Things that go bump in the night

by Alysun O'Brien

A break-in at Theme House One on Jan. 19 has compromised the safety of residents and brought up discussion of more strident security measures.

The break-in happened around midnight when the perpetrators gained access through a basement window that was unlocked because it was broken. Junior Lisa Croat was inside at the time the incident occurred.

“I think I was the one that scared them away,” said Croat.

There was not a report of anything being stolen or damaged except for some food that might have been taken. The perpetrators have not been caught either.

“I don’t know who they were,” said Croat. “I couldn’t see them.”

The break in was reported to security on Monday morning, and the window lock was fixed as soon as it could be reported to maintenance.

The residents in the house feel comfortable with the things that have been fixed and are no longer concerned about security problems in their house. After all the repairs were made, the residents did not feel as if there were any more changes they needed to make.

“[Maintenance] made the house a lot safer,” said Croat. “They went out of their way to take away our fears. We feel completely fine.”

Chris Frerichs, director of security, said it is crucial for students to inform security as soon as possible concerning matters of safety that could result in something like a break-in or theft.

“We need to know things like if doors are not latching properly and if windows are not able to be locked,” said Frerichs.

Theme house residents usually stress the most concern to security about items being missing or stolen when the house has had people over and the residents have not been able to control who is there.

Frerichs suggests theme house residents take additional precautions to assure their safety.

“Be aware.

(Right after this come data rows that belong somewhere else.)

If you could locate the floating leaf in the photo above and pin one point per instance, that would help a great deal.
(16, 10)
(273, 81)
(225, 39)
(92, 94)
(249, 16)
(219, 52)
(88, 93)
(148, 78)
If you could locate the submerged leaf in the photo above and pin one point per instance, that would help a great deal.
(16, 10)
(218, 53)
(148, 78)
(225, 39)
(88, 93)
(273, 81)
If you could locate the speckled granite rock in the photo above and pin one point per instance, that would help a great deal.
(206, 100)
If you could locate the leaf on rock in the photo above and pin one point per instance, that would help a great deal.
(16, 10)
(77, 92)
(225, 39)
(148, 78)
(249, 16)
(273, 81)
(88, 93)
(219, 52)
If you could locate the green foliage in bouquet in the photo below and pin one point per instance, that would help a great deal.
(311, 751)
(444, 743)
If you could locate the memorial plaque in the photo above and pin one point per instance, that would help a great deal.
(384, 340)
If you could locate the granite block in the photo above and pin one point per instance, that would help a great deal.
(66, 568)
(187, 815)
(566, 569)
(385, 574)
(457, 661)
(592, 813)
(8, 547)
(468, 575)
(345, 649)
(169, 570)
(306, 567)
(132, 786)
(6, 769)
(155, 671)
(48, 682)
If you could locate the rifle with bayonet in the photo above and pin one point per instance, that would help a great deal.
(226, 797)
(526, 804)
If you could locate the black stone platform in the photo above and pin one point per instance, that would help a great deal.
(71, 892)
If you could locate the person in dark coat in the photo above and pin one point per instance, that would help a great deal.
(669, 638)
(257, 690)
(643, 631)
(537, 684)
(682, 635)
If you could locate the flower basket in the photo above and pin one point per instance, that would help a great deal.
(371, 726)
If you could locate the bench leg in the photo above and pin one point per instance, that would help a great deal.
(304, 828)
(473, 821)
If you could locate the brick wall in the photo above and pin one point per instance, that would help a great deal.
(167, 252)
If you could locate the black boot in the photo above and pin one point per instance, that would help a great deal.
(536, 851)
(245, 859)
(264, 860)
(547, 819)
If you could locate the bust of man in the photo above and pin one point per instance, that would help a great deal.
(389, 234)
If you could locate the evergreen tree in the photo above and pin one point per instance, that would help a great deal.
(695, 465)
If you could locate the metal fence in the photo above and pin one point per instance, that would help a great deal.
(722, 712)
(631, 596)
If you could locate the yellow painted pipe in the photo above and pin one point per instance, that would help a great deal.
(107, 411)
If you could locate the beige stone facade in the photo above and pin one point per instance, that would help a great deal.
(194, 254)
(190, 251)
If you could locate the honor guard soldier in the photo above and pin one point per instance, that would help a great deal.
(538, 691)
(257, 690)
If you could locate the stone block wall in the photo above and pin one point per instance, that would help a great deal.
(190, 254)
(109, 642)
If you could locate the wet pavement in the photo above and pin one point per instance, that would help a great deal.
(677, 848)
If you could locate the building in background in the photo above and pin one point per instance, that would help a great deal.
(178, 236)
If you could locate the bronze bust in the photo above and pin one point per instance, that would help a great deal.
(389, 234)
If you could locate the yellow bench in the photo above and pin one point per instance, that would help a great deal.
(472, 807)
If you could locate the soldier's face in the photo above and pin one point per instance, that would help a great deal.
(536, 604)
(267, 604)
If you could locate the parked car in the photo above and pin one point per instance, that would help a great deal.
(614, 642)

Make sure everything locks that should lock,” said Frerichs. “Keep the house locked and make sure to control the access of people in and out of the house.”

Despite warnings, some theme house residents say security is not of a high concern to them or the other residents in their houses.

“It is not really a problem to us. We leave our door unlocked at night,” said junior Josh Beinke, who lives in a theme house.”

Frerichs said each theme house resident is given a standard key for the exterior doors of their house as well as combinations for the punch combos on the bedroom doors.

“We feel pretty secure,” said senior Jesse Nelson, a resident of theme house seven. “We’ve never had any problems.”

The question arose about implementing the proximity ID card system with the theme houses, the system used in the dorms and apartments that gives residents access with their student ID cards.

This topic was discussed when the new key system was installed in other residences.

“Theme houses have been considered for the next phase for this new system,” said Frerichs.

The new key system that was installed last summer allows security to see the dates and times the buildings were accessed. It is also possible to determine who accessed the building and what, if anything, happened at the door.

“Using ID cards would probably be a lot easier, not everyone carries their key around,” said Nelson. “But someone is usually always home so the doors aren’t locked that often.”

Frerichs cautioned students of the importance of notifying security about similar incidents.

“If there are issues and concerns about security do not assume that someone else has reported it. Report it yourself to ensure that things get done and do it as soon as possible.”

With new locks adorning their doors and windows, the residents in Theme House One feel more comfortable at their house.

“We are very thankful for what everyone has done,” said Croat.